Mit der Weiterentwicklung zum Kifaz passt sich die Kita dem Zeitgeist an: Kinderbetreuung, Quartiersmanagement und Ansprechpartner für Eltern rücken an einen Ort. Wer es braucht, kriegt dort lange und flexible Betreuungszeiten fürs Kind: Besonders Müttern soll das den Wiedereinstieg in den Beruf erleichtern. „Bei den bisherigen Elternzeit-Modellen ist zu viel auf den Schultern der Frau hängen geblieben“, erklärt die Staatssekretärin.
Für Matthias Bremer, Vorsitzender des Gesamtelternbeirats der Kindertageseinrichtungen in Kirchheim, widersprechen sich eine gute Eltern-Kind-Beziehung und eine Ganztagesbetreuung nicht. Ganz im Gegenteil: „Wenn ich mein Kind abends nach der Arbeit aus der Kita abhole und es mich anstrahlt, weiß ich doch, dass es glücklich ist.“ Die Erziehungsstruktur habe sich in letzter Zeit radikal geändert. Ganztagsbetreuung ist für viele Familien längst Realität.
Deswegen arbeitet die Stadt Kirchheim derzeit fleißig daran, die Ganztagsplätze für über Dreijährige auszubauen: 60 weitere Ganztagsplätze wurden in den letzten Monaten in den städtischen Kitas geschaffen. 20 sollen private Träger übernehmen. Laut dem Landtagsabgeordneten Andreas Schwarz rangiert Kirchheim im Ländle derzeit auf Platz zwei der investitionsfreudigsten großen Kreisstädte im Kita-Bereich.
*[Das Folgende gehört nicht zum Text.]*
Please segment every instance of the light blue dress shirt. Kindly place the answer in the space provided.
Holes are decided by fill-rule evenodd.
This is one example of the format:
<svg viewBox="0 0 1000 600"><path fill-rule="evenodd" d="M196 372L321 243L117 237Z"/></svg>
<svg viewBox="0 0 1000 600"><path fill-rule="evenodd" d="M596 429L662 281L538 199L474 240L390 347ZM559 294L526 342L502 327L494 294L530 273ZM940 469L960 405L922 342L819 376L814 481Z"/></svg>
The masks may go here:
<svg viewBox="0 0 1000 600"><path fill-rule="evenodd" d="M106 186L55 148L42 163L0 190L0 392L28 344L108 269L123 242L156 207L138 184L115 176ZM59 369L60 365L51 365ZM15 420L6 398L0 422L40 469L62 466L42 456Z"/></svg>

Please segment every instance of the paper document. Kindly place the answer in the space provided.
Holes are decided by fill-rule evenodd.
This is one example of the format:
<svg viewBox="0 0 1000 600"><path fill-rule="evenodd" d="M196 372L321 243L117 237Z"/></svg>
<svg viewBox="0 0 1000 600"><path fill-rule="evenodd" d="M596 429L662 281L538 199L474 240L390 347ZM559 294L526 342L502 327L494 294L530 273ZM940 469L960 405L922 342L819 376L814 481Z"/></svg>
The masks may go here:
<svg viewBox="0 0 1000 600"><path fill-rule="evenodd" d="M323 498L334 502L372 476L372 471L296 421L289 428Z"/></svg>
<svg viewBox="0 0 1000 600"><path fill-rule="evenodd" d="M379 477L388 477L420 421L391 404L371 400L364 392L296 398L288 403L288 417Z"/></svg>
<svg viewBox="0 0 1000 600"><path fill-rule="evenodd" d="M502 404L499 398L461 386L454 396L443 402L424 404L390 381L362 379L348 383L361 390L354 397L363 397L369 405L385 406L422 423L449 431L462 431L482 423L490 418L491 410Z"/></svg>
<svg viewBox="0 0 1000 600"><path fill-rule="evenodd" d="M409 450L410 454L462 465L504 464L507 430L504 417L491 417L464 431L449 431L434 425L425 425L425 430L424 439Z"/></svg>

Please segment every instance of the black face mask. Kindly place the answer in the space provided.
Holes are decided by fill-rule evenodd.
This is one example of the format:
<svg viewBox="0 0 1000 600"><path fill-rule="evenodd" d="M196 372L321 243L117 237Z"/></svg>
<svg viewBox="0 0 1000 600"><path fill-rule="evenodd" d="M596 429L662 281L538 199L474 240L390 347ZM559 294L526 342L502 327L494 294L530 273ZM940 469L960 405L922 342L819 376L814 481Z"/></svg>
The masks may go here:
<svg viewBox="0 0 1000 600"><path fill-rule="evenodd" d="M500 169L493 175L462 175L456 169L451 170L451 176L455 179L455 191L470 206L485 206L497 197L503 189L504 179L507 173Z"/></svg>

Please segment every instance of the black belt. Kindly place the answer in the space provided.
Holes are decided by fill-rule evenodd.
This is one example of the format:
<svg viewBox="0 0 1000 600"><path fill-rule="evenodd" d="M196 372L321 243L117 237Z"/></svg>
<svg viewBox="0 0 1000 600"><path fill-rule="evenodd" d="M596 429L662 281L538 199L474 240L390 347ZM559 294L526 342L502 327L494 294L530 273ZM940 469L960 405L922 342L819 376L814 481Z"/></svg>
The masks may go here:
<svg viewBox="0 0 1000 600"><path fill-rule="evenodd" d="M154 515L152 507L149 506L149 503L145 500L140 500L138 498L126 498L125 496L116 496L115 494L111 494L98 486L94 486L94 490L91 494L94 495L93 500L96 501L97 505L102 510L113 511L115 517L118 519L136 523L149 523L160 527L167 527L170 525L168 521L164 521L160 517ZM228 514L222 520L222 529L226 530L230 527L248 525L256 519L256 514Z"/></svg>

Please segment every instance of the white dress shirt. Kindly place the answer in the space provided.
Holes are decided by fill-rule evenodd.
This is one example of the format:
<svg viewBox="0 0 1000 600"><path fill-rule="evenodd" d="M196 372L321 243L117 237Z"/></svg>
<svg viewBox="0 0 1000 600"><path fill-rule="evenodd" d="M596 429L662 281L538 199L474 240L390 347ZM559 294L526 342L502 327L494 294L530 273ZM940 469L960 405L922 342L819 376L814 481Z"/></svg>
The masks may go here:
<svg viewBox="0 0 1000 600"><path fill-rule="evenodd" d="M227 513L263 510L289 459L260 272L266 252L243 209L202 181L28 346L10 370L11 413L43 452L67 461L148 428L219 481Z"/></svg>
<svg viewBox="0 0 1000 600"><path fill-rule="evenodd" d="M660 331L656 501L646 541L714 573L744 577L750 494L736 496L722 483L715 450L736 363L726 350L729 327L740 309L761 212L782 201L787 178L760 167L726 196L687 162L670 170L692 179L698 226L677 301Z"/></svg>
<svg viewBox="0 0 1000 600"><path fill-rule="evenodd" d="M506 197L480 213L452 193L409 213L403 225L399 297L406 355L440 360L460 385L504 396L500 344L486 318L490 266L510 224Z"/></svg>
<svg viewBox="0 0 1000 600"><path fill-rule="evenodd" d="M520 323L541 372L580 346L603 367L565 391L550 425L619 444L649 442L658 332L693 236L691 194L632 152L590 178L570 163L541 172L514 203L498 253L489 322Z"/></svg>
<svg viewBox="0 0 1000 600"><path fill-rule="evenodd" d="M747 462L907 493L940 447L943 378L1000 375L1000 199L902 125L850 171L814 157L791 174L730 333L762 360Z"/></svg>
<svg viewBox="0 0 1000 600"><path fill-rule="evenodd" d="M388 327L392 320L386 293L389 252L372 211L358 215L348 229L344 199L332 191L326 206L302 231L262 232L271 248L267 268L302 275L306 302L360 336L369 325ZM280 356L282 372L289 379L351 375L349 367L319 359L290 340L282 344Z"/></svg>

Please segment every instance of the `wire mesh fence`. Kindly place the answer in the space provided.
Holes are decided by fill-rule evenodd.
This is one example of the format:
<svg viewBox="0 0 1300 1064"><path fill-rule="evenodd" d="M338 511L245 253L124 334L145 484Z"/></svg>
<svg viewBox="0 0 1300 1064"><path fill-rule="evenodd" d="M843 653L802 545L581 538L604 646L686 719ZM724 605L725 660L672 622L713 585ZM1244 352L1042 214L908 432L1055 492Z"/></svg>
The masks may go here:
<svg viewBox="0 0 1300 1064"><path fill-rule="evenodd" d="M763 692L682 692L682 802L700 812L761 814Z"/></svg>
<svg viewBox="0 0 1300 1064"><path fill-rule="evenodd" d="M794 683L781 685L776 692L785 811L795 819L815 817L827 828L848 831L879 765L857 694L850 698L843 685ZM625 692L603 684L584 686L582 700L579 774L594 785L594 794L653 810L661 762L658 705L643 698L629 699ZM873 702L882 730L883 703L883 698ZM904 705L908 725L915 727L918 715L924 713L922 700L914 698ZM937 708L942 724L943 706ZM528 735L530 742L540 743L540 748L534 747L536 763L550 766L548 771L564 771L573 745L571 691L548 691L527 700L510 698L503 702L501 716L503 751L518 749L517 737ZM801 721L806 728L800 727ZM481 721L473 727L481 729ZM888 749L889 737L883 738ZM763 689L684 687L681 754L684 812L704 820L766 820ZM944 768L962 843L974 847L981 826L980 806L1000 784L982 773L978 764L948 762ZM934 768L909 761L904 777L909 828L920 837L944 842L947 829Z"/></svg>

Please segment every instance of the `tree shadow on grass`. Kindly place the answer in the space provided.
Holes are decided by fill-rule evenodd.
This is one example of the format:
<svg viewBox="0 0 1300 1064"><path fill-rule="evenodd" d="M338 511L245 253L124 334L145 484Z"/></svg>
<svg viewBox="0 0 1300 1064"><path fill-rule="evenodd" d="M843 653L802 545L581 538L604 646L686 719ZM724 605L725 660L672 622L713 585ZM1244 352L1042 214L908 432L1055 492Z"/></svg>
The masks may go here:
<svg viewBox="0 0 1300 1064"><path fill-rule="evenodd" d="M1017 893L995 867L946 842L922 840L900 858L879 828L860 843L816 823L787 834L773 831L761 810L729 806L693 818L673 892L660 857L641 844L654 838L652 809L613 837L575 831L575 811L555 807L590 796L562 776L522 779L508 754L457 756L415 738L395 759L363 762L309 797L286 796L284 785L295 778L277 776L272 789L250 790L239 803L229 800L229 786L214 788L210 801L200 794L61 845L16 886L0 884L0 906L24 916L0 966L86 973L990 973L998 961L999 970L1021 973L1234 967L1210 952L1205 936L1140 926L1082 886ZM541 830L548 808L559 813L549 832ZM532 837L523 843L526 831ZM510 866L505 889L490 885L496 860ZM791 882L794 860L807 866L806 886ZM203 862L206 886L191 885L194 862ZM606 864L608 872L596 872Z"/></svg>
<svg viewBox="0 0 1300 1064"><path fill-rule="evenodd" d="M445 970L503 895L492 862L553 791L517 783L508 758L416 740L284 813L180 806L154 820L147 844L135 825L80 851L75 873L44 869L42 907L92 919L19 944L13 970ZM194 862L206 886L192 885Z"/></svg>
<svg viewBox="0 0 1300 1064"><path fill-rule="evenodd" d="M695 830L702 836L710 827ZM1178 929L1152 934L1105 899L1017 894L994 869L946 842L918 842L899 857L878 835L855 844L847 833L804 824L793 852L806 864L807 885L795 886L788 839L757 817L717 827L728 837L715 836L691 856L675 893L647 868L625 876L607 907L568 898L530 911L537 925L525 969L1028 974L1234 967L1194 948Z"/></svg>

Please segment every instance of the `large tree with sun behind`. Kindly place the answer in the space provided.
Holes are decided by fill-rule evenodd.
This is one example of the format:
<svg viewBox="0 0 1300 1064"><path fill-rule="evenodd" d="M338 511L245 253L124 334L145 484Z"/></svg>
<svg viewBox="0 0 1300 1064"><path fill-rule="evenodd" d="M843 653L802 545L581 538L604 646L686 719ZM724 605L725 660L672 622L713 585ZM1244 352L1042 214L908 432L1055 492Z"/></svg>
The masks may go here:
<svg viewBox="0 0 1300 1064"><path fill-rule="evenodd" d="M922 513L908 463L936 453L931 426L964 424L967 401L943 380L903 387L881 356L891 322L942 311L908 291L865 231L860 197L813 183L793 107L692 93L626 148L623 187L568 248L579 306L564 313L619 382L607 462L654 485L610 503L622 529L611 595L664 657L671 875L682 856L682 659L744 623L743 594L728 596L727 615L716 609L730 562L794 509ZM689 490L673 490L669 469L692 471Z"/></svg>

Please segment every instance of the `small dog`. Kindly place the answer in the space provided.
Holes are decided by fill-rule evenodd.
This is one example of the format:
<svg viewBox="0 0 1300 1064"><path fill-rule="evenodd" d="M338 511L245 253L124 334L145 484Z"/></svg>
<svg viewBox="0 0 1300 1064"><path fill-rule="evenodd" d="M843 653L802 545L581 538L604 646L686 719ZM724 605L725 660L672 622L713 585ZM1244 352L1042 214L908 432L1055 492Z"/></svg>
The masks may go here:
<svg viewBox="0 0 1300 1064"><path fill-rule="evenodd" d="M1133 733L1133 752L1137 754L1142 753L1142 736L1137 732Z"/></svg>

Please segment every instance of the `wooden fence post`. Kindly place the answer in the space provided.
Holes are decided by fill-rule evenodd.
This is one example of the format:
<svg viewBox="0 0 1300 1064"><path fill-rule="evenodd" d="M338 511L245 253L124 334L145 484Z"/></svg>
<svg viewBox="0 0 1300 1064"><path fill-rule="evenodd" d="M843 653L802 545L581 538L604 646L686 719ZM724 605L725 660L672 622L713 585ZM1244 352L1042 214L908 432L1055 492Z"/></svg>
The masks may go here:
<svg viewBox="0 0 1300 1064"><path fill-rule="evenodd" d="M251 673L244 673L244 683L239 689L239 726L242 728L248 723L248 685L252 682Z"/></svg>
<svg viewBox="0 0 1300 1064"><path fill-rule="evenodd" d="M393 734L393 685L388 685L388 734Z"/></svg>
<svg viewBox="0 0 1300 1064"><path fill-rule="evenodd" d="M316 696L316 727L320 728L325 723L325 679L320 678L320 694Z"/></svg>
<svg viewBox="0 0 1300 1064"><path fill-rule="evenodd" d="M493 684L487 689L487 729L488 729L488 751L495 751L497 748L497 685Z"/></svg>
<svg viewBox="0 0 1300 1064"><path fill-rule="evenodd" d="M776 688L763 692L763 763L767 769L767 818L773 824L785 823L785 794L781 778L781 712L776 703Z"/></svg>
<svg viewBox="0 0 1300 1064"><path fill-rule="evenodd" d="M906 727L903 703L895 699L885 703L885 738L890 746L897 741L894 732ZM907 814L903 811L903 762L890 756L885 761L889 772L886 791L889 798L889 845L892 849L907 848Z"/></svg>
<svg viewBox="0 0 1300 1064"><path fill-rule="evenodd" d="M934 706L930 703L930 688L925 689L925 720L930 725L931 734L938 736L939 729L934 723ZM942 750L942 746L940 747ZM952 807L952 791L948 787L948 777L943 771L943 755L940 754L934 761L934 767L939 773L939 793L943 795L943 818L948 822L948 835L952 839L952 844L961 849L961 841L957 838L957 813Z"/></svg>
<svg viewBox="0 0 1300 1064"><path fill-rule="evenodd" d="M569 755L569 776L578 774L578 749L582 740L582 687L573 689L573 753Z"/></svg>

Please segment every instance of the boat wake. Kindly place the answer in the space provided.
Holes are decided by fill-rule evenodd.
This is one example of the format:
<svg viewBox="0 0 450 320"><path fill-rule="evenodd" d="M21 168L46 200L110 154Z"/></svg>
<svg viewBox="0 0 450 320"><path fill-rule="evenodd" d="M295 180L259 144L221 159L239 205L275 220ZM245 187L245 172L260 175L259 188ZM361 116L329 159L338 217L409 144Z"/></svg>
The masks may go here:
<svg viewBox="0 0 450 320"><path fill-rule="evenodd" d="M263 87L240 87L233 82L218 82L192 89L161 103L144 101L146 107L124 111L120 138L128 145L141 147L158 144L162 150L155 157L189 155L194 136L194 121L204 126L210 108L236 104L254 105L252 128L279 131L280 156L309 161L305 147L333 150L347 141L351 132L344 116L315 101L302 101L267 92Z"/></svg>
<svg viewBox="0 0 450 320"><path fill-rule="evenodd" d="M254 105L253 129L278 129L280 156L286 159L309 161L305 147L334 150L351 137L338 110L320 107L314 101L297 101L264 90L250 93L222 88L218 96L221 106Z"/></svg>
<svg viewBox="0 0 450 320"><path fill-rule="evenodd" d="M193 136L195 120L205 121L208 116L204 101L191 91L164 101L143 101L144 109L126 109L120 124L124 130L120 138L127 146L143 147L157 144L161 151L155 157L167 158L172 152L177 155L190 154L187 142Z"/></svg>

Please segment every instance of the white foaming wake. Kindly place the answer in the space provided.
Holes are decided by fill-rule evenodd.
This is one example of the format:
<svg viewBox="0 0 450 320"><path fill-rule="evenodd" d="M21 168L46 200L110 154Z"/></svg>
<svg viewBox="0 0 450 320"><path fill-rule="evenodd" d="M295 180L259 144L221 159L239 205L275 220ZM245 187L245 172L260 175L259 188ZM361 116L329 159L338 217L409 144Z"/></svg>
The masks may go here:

In der CJD-Kita im Doschler gibt es zwei Ganztags-Krippengruppen und eine Ganztagsgruppe für Kindergartenkinder – doch das reiche immer noch nicht aus. „Wir müssen Anfragen von Müttern ablehnen, die noch schwanger sind“, zeigt Inge Starzmann, Fachbereichsleiterin für Elementarpädagogik und Familienbildung beim CJD Baden-Württemberg, die Situation auf. Ihre Forderung an das Kultusministerium: Es muss mehr Geld in Aus- und Weiterbildung der Erzieher investiert werden. Ohne das seien selbst die besten Konzepte nichts wert – auch das Kifaz. Ursula Vaas-Hochradl vom Landesverband katholische Kindergärten schließt sich ihr an: „Keine Gruppe kann starten, ohne dass die Erzieher bestens ausgebildet sind“, sagt sie. Weiterbildungen im großen Rahmen seien zwar eine Bürde für die Kitas, müssten aber für die Qualität in Kauf genommen werden.
Der Fachkräftemangel überschattet die Pläne des Ministeriums – dessen ist sich Staatssekretärin von Wartenberg bewusst. „Unser größtes Problem ist, dass kaum noch wer Erzieher werden will“, sagt Starzmann. Es fehlen ausgebildete Pädagogen an jeder Ecke – besonders Männer. Um in Zukunft mehr Menschen in den Beruf zu locken, wurde „Pia“ ins Leben gerufen: Eine Kampagne, die den Azubis ein sicheres Einkommen und viel Praxis in der Ausbildung verspricht. Seit Start der Pia-Kampagne konnte laut von Wartenberg der Männeranteil auf immerhin 16 Prozent erhöht werden. Auch immer mehr Akademiker fangen seitdem als Erzieher an. Bis die Kampagne Früchte trägt, kann es jedoch noch dauern: „Erzieher kann man weder kneten noch backen. Für die Ausbildung braucht man drei Jahre“, sagt Marion von Wartenberg.
Die Kosten für Kinderbetreuung trägt das Kultusressort, die Elternbeiträge alleine decken nur einen Teil davon ab. Landtagsabgeordneter Andreas Schwarz fordert, dass auch andere Quellen zur Finanzierung angezapft werden müssen: „Wenn die Kita zum Kifaz wird, übernimmt es nicht nur die Kinderbetreuung, sondern gesamtgesellschaftliche Aufgaben.“ Von längeren Betreuungszeiten profitiere zudem letztlich auch die Wirtschaft.